The intent is to trick the participants into a whiplash effect where the retail store has a one off jump and so orders bigger than normal, and the whole supply chain then gets excited and thinks this is the new normal rather than an anomaly.
The exercise ends and the excess beer in the chain is counted.
You are not wrong, but remember that they only employ like 40-50 people. Even if the playerbase goes down to 10% of what it is that's still not a lot of people.
From what I’ve read about their Daily Active Users they’re going to be overstaffed soon.
No hate but they exploded and when things settle they might not need as much staff.
Thoughts?
There's something called "Brook's Law" that basically observes that a software project which onboards more developers in order to catch up will fall further behind.
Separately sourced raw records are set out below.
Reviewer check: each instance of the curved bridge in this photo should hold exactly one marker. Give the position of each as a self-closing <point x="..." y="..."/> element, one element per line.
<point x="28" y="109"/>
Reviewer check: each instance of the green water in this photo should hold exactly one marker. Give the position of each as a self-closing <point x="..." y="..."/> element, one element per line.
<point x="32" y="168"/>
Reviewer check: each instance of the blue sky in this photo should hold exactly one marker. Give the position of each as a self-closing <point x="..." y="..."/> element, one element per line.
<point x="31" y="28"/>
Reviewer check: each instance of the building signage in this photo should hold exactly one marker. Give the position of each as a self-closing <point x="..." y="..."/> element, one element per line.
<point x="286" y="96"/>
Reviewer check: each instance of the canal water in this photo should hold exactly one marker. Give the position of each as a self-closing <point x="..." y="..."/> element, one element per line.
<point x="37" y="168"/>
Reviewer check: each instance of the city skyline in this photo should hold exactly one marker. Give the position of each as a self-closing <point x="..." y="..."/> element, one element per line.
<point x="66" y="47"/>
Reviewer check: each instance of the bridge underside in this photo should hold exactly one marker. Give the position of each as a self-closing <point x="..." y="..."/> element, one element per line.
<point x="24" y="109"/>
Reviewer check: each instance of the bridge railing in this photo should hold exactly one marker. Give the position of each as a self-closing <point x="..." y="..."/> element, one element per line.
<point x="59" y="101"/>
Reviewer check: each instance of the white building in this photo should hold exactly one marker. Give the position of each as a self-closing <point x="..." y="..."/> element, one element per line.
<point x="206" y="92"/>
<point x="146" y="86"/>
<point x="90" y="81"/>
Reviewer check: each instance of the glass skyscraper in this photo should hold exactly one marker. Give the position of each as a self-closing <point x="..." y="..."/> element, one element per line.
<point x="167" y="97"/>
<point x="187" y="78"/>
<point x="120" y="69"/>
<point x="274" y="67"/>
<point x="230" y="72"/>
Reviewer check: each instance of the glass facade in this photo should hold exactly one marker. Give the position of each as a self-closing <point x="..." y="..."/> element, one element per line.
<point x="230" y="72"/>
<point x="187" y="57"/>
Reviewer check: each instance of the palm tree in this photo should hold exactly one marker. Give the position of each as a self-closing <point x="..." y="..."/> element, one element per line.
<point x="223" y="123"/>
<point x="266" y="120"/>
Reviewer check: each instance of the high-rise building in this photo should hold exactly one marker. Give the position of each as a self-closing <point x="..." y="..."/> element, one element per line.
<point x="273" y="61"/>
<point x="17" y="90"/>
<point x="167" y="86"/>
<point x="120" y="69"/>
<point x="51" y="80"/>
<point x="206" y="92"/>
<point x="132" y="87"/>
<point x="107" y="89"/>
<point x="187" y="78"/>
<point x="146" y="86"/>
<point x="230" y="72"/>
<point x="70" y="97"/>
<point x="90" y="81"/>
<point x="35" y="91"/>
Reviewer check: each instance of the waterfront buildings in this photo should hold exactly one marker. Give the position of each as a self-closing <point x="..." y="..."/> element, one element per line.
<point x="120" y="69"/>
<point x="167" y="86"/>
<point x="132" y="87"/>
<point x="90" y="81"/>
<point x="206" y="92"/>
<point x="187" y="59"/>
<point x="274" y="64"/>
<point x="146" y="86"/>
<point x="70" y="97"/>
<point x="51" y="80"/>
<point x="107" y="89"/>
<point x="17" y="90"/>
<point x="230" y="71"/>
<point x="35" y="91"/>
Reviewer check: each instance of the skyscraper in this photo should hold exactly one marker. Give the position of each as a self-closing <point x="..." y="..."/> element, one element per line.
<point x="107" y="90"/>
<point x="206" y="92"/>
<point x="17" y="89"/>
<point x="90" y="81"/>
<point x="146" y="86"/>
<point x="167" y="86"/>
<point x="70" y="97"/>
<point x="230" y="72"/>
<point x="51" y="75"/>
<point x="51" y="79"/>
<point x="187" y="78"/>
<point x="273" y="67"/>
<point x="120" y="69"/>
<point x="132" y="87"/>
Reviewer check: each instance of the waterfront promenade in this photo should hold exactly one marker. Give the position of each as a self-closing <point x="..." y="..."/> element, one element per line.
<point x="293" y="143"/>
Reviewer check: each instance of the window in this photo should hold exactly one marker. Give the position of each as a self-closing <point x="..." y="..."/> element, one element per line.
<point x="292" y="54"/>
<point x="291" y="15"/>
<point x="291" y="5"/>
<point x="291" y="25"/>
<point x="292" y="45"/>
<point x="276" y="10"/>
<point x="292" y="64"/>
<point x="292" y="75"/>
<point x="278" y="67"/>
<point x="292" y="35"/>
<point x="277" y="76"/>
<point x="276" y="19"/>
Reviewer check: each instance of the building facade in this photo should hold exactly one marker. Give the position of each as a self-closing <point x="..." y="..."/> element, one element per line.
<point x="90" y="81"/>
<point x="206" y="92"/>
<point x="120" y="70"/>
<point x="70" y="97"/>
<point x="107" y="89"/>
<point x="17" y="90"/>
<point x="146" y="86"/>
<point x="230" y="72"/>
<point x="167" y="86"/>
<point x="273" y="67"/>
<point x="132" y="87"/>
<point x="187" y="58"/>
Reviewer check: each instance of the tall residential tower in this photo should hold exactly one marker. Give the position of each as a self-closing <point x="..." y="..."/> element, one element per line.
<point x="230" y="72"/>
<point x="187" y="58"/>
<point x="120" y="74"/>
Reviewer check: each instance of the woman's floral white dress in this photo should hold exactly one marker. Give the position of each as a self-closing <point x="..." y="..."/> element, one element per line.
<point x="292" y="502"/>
I hope they're careful about how they allocate new developers or they'll end up doing a year of onboarding, rewriting core code, and have no meaningful updates for 6-12 months. I know they have the resources to spare, and that scenario worked out okay for Valheim, but I hope the game doesn't lose momentum because they overhire or don't allocate enough senior devs to continue feature development while they catch the new devs up to speed.
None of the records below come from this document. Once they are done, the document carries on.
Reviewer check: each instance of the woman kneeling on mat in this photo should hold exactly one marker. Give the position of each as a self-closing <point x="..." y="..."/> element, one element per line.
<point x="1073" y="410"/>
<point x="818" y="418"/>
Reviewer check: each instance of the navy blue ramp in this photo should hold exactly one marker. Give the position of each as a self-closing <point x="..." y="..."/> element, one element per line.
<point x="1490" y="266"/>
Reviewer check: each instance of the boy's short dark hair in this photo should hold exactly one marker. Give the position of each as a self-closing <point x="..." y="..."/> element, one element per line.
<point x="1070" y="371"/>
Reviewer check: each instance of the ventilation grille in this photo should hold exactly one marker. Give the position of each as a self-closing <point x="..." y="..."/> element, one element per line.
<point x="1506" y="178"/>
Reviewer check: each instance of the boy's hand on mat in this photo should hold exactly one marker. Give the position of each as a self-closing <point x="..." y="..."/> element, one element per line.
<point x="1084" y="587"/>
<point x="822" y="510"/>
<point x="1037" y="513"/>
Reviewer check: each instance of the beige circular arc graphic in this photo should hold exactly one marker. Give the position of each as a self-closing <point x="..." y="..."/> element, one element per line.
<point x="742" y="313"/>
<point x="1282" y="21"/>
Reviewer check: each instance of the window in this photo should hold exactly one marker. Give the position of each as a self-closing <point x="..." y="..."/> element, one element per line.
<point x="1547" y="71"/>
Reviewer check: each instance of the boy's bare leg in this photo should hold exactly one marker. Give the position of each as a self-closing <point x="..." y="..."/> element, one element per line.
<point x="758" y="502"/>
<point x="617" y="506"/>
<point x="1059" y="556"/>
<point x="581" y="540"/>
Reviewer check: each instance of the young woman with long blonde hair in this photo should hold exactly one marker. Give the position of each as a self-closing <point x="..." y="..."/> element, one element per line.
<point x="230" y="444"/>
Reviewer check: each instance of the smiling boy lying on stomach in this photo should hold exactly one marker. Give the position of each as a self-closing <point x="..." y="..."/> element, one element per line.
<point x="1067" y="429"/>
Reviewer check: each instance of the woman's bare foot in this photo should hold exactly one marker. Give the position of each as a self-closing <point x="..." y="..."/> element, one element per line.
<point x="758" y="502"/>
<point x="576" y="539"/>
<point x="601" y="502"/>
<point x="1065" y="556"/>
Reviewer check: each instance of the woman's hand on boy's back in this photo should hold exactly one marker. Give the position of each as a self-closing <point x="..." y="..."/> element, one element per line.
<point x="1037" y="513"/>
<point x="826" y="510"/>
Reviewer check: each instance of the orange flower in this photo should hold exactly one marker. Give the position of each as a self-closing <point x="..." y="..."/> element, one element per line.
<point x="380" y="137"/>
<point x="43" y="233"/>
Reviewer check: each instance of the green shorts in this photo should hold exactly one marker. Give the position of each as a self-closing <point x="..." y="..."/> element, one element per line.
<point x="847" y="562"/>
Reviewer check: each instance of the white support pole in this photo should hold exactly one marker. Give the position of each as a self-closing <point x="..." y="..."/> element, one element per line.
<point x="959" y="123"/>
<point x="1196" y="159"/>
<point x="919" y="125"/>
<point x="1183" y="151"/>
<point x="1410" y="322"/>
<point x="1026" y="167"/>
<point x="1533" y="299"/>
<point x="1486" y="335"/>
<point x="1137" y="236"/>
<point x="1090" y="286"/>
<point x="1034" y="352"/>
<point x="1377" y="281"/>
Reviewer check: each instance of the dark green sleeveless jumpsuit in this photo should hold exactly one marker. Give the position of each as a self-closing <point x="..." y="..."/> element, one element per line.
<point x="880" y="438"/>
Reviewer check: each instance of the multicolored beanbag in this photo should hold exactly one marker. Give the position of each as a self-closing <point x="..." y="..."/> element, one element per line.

Edit to add: I don't think it actually matters in this instance if they don't have a large player base by the time the game is feature complete. They don't have continuous revenue streams like a live service game, so hiring more devs is ultimately just about making sure they have enough talent to make good on their early access promises. The company could probably dissolve tomorrow and all the staff could live the rest of their lives in luxury never working again. It'd be a dick move, but they already sold an insane number of copies.
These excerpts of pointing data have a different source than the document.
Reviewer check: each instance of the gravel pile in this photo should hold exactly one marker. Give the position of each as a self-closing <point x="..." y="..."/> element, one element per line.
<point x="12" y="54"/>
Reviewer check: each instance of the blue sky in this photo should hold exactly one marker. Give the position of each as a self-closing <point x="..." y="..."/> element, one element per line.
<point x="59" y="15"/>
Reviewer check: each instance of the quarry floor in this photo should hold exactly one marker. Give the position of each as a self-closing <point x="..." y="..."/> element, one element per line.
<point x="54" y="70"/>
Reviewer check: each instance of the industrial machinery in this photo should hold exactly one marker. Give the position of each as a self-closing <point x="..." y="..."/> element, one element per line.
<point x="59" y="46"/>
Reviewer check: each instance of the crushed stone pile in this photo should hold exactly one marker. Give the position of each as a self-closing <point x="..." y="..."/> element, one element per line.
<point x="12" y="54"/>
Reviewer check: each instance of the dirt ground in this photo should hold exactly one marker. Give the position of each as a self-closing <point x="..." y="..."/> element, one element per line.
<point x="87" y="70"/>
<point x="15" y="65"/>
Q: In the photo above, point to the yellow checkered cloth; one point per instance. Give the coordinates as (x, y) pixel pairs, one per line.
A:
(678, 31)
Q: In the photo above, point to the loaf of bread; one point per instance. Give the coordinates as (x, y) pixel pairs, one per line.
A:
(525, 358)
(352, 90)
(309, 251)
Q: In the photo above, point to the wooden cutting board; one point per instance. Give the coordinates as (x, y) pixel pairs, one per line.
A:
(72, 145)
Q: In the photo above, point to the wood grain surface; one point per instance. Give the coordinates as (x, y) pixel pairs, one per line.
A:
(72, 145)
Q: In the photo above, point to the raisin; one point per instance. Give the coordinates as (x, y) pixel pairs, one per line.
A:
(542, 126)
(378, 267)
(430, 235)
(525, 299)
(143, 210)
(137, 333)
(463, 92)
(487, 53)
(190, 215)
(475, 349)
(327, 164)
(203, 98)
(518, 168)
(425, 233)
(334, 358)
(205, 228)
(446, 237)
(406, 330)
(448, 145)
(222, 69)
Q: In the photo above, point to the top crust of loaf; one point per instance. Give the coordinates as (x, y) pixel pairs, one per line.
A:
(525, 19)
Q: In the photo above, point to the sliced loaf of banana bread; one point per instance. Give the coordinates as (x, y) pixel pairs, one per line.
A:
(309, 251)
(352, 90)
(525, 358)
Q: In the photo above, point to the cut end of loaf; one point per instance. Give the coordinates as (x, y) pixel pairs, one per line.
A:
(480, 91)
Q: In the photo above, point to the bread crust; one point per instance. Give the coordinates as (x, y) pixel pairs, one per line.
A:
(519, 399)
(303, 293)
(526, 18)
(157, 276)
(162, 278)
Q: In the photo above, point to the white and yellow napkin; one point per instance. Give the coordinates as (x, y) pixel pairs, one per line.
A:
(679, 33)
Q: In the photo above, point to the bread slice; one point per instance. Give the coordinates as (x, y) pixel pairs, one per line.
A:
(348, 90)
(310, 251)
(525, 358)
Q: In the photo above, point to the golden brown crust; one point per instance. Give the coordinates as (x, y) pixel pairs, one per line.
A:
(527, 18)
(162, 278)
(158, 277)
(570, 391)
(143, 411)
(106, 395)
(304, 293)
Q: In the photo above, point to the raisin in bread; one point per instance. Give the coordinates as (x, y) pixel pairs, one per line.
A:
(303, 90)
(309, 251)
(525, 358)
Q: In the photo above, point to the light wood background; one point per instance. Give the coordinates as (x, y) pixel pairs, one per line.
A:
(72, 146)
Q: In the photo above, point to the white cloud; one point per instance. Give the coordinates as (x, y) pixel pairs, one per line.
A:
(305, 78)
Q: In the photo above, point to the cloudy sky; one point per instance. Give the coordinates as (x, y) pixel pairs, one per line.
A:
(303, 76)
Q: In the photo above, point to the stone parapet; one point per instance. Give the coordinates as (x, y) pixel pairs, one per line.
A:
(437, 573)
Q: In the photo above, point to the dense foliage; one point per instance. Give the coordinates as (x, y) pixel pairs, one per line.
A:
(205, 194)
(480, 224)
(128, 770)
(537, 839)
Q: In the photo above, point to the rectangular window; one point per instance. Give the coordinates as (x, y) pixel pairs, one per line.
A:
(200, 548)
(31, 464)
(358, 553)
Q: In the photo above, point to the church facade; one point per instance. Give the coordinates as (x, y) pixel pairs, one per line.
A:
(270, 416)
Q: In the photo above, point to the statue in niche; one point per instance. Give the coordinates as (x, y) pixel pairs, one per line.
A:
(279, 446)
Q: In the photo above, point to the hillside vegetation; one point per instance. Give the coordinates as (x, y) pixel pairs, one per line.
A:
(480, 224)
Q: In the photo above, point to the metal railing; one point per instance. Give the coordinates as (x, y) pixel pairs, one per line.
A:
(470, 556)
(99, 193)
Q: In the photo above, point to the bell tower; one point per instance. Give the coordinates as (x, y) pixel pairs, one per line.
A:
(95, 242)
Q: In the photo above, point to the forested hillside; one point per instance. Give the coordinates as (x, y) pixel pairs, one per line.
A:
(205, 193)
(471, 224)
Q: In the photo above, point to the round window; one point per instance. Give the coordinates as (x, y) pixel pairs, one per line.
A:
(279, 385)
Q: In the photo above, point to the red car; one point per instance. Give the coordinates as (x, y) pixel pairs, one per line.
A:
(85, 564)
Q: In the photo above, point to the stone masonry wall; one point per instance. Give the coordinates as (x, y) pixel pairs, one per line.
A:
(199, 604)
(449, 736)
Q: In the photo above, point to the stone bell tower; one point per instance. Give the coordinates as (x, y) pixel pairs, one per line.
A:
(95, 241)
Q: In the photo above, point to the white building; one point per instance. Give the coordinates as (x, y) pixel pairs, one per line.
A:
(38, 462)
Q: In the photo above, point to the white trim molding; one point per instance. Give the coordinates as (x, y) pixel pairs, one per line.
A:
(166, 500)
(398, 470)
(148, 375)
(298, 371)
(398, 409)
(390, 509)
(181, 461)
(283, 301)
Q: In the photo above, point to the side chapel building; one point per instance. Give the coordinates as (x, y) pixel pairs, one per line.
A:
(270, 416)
They don't have continuous revenue streams like a live service
Yet. The game seems extremely easy to monetize, up to them how evil they go. To be successful longterm (if thats something they even want) they will need to add more content first but they could cash in in so many ways. Dlc, selling servers, cosmetics or more nefarious stuff lkke boosters to speed up mechanics, pals that take huge grinds without payments. It would be very easy to do.
This is how it happens. If they dont staff to meet the demand the game suffers and dies out, if they do in a few years when the player base falls off and they announce layoffs everyone makes the shocked Pikachu face.
Live service games really did a number on people. Why does it matter if people stop playing Palworld between now and when those new people they hire can produce the things they're hired for?
I'm taking my conversation-level Japanese courses this year and have been looking to land a dev job in Japan. From the sound of it, I'd like working for Pocket Pair a lot. But then again, most companies make their employment sound fantastic...
Haha, yeah, I'm familiar with the work culture in Japan. I've heard from other developers currently working there that it's much better working for newer and/or international companies.